Although it is possible for the sac to break, it is not unusual for an emerging puppy to be surrounded and attached to the placenta by the amniotic cyst. The amniotic sac and the puppy within will usually appear before the placenta. However, this is not always true.

The mother will know if the sac is pushing out from her body. Momma dogs usually clean and licks their puppies after they are born. They also break the amniotic sacs and chew the umbilical cords (often eating the placentas prior to or afterward).

You can help the puppy to get out of its sac and rub it to aid in breathing. If they are struggling to breathe, you might need to give them a bulb syringe. In some cases, you may also need to do CPR.

Conclusion

While some dogs become more reserved as labor approaches, others will need your love and support throughout the entire process. Dogs are capable of managing labor in many cases and will emerge from it with healthy, hungry puppies.

Sometimes things can go wrong. If this happens, however, you need to be alert to the signs that your dog is in labor.

Frequently Asked Question

Q. I thought my dog was getting pregnant. But, it’s been over 64 days since she was bred. And puppies have not yet appeared.

If your dog is suspected to be pregnant and has not given birth or shown signs that she will give birth by the 65th day, you should take her to the vet. Your vet can help you decide how to proceed with C-sections for some dogs.

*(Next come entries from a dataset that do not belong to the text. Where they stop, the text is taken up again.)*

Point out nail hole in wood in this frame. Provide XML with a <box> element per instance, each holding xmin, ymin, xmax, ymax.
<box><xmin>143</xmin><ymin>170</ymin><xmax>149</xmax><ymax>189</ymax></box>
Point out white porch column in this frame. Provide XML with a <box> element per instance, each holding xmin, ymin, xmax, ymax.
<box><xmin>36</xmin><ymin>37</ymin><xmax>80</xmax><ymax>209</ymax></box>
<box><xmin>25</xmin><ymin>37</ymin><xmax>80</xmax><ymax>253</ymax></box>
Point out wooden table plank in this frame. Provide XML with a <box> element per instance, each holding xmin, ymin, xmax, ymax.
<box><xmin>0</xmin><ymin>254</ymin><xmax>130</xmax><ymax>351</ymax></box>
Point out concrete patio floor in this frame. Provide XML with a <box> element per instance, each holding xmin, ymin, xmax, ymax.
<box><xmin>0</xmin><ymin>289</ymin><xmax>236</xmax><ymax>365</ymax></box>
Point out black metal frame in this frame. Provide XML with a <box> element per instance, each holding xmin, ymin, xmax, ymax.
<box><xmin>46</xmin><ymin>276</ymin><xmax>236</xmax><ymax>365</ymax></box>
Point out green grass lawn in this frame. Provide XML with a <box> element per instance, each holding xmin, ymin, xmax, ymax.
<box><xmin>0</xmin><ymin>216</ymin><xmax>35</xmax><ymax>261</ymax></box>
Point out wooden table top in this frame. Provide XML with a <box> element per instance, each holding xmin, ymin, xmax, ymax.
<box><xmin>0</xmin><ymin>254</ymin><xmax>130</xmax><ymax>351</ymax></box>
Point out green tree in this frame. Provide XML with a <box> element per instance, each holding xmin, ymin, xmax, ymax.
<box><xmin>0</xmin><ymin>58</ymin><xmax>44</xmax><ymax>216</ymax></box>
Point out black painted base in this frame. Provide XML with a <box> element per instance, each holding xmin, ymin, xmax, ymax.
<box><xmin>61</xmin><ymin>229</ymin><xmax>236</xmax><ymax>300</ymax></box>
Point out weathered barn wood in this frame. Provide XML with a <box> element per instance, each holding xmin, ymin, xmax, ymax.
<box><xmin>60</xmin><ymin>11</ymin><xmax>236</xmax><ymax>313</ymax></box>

Sometimes, intact female dogs that have finished their heat cycle, but have not been conceived, may experience a pseudopregnancy or false pregnancy. Their bodies may react like they are pregnant when this happens. They may gain weight and retain fluids, their mammary glands might enlarge, and their behavior may become more “motherly.” This usually lasts between 1-3 weeks.

Spaying can usually stop pseudopregnancies because it is driven by hormones. However, it is a good idea to bring your dog to the vet to check for any other health issues that may be causing her symptoms. A scan or hormone test may be done around the 30th days of pregnancy. X-rays are useful after approximately 45 days. All of these tests can help determine if your dog is pregnant.